Rainforest-edge school scheme beats O’Donnell & Tuomey and Nikken Sekkei projects
A school complex designed by Brazilian architects Aleph Zero and Rosenbaum has won 2018’s RIBA International Prize.
The practices’ Children Village project, on the edge of the rainforest in northern Brazil, beat entries by O’Donnell & Tuomey, Nikken Sekkei and Boeri Studio in the judgement of a jury chaired by Elizabeth Diller of Diller Scofidio & Renfro.
Designed to provide boarding accommodation for 540 children aged between 13 and 18 who attend the Canuanã School, the 25,000sq m project is one of 40 schools funded and run by the Bradesco Foundation. Pupils at the school come from remote areas of the country, many of them travelling for hours by boat.

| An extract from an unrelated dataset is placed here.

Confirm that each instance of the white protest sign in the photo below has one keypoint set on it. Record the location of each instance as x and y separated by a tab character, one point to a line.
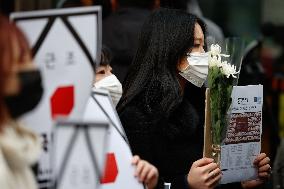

The complex is split into two identical parts – one for girls and one for boys, and was designed in collaboration with children to create a home from home. The new accommodation replaces dormitories for 40 children with rooms for six, which are centred around large and well-shaded courtyards at ground-floor level.
On the first floor are flexible communal spaces, including reading areas, TV rooms, balconies and hammocks.
The grand jury said Aleph Zero and Rosenbaum had “cleverly addressed” the area’s tropical climate, which rises above 40C in summertime, with a large canopy roof made of cross-laminated timber beams and columns.
“The overhanging canopy design has created an intermediary space, between inside and out, giving the effect of a large veranda overlooking the surrounding landscape and creating a comfortable environment with no need for air conditioning,” they said.
“The building is constructed with local resources and based on local techniques. Earth blocks handmade on site were used to construct the walls and latticework, chosen for their thermal, technical and aesthetic properties.
“As well as being cost effective and environmentally sustainable, this approach creates a building with strong connections to its surroundings and with the community that it serves.”
The jury concluded that the combination of a contemporary aesthetic with traditional techniques amounted to “reinventing Brazilian vernacular”.
Joining Diller on the panel were Kazuyo Sejima of Sanaa, Joshua Bolchover of Rural Urban Framework, Gloria Cabral of Gabinete de Arquitectura and Peter Clegg of Feilden Clegg Bradley Studios.
The RIBA International Prize was first awarded in 2016 and is a biennial accolade. The original winner was Grafton Architects’ Universidad de Ingeniería y Tecnología in Lima, Peru.
RIBA International Prize 2018 shortlist
Aleph Zero and Rosenbaum Children Village, Tocantins, Brazil. Boarding accommodation for 540 senior school children at the Canuanã School.
O’Donnell & Tuomey Central European University (phase 1), Budapest, Hungary. A new university campus in the heart of Budapest that successfully links old buildings and courtyards to create vibrant new spaces. The university is facing expulsion from the building for political reasons.
Nikken Sekkei Toho Gakuen School of Music, Tokyo, Japan. A new virtuoso music school designed to visually connect, rather than isolate, practising musicians.
Boeri Studio Il Bosco Verticale (Vertical Forest), Milan, Italy. The second of two residential towers in Milan in which trees and humans coexist, designed to set a new standard in sustainable housing.